VI.
To MR. CLARENCE ROWAN,
Raleigh, N.C.
Baltimore, Nov. 1, 1906.
Dear Old Chum:
Glad to hear from you so soon, and glad to hear you are interested in Miss Edith Wolfe. No, I don't think you'd better come to Baltimore. But, if you're good and stay away, I'll send you a photo of her she has promised to give me and let you see what she looks like. No picture of her can do her justice, however, for she's just the liveliest girl you ever knew, beside being so handsome.
I've been up to her home twice in a week, took her to the theatre last night and went to church with her Sunday. But the bulliest time of all was that sketching trip last Friday, of which I wrote you. It was a magnificent October afternoon, and the country was simply superb, with the trees all tinted to glorious hues by a frost two weeks ago. I carried her little easel and canvas stool, and we got in a car near her home and rode out to a suburb called Mount Holly. I had no idea there was such beautiful scenery near Baltimore, so bold and mountainous looking. We strolled first along a path beside a millrace, high up on a hillside, a path overhung by arching trees, with Gwynn's Falls tumbling over the rocks in cascades far beneath, and a beautiful outlook across the valley to some handsome wooded country estates. After that we went down beside the stream and sat under a great rock, while Miss Wolfe made a sketch of the Falls. It didn't take her long—just a rough painted outline, you know. She's going to fill it in at home, and she has promised me a copy for my room. She was in the jolliest mood imaginable, and we had a merry hour there "far from the madding crowd." I shall always call it a "red day," because then I got my first kiss from her. It came about in this way. She dropped her paint brush while we were sitting on a rock at the water's edge, and it floated down stream. She said she wouldn't lose it for worlds. "Will you reward me if I recover it?" I asked. She said she would. "A kiss?" I asked. "Oh! stop your nonsense, you foolish boy!" she said, with a laugh. I ran down the bank, clambered out on some rocks, steered the brush in with a stick and took it to her. Then we wrangled for ten minutes gaily about whether she had or had not promised me that kiss. Suddenly she leaned forward and met my lips with hers. "There, let that end it," she cried, as she blushed. It didn't end it, for it was so good I wanted more out of the same package. But she wouldn't let me have any more. Aren't girls mean? I suppose I'll have to make more bargains with her or I'll get no more kisses. She says she always sticks to a bargain.

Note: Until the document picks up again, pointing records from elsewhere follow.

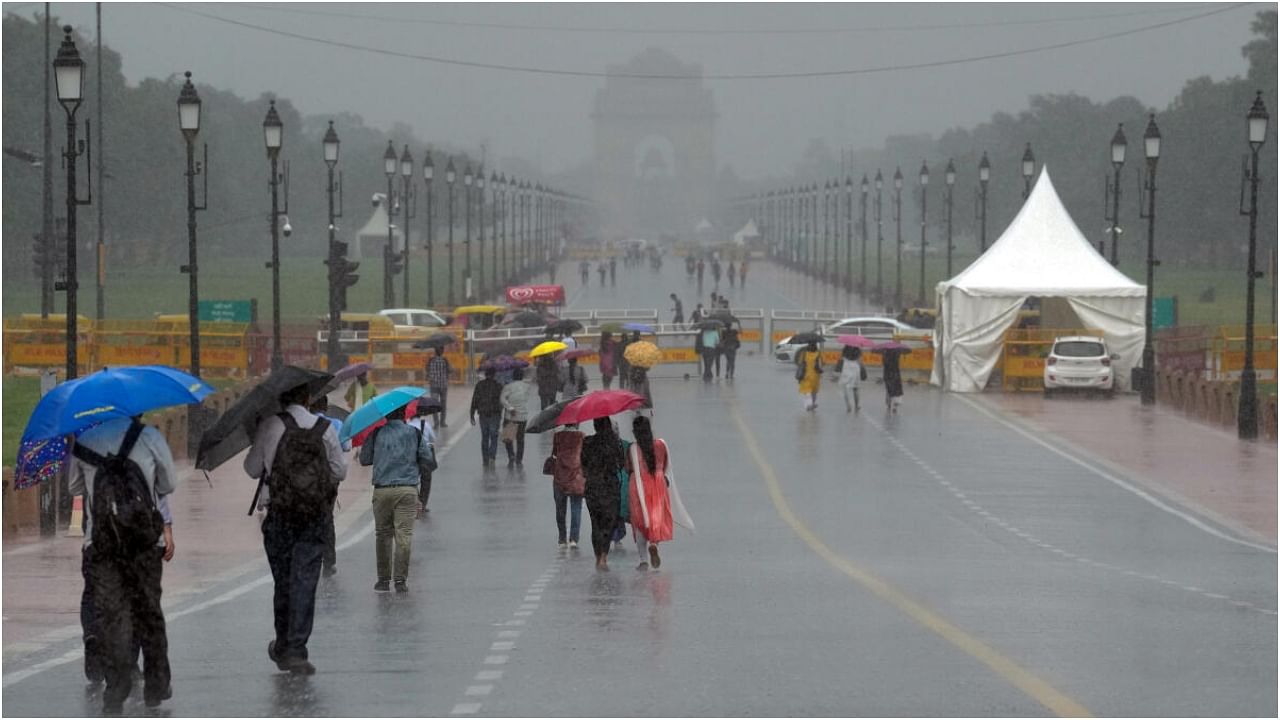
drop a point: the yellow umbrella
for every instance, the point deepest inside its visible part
(547, 349)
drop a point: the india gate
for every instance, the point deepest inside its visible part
(654, 147)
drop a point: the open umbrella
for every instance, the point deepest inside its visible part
(234, 429)
(599, 404)
(565, 327)
(856, 341)
(805, 338)
(115, 392)
(545, 420)
(547, 347)
(378, 408)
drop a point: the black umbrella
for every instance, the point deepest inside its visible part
(565, 327)
(438, 340)
(545, 420)
(805, 338)
(234, 429)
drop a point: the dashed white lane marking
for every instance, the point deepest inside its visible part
(499, 648)
(1031, 538)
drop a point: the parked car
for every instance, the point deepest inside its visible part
(1079, 363)
(878, 328)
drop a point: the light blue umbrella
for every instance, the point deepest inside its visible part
(378, 408)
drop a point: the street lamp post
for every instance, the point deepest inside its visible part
(924, 222)
(1151, 147)
(410, 210)
(897, 228)
(1118, 151)
(332, 146)
(1028, 171)
(273, 132)
(428, 177)
(448, 181)
(1247, 420)
(983, 178)
(69, 77)
(951, 183)
(188, 121)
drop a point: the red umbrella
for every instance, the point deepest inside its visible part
(599, 404)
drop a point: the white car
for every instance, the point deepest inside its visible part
(408, 319)
(1079, 363)
(878, 328)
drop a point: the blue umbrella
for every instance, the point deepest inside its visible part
(378, 408)
(117, 392)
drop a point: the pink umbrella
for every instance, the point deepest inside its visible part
(855, 341)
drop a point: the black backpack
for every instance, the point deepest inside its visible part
(126, 520)
(301, 483)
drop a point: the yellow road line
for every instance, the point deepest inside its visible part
(1019, 677)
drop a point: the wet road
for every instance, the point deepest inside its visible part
(932, 563)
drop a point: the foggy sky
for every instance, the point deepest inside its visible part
(763, 126)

You have no idea how clever she is in dodging if I try to steer the talk to sentimental ground. I have called her an arrant flirt a score of times, but she just laughs. And such a laugh!
The show last night hit me $3.20, counting car fares, and my allowance from the old man is running short. I'm glad she didn't accept my invitation to go to the Rennert to eat after "The Lion and the Mouse." She said she would like to, but we'd better go straight home from Ford's, as her mother would prefer it that way.
Wish me success, old fellow, with my love affair. I tell you, that girl has got me going so I can't get interested in dry old stuff about bones.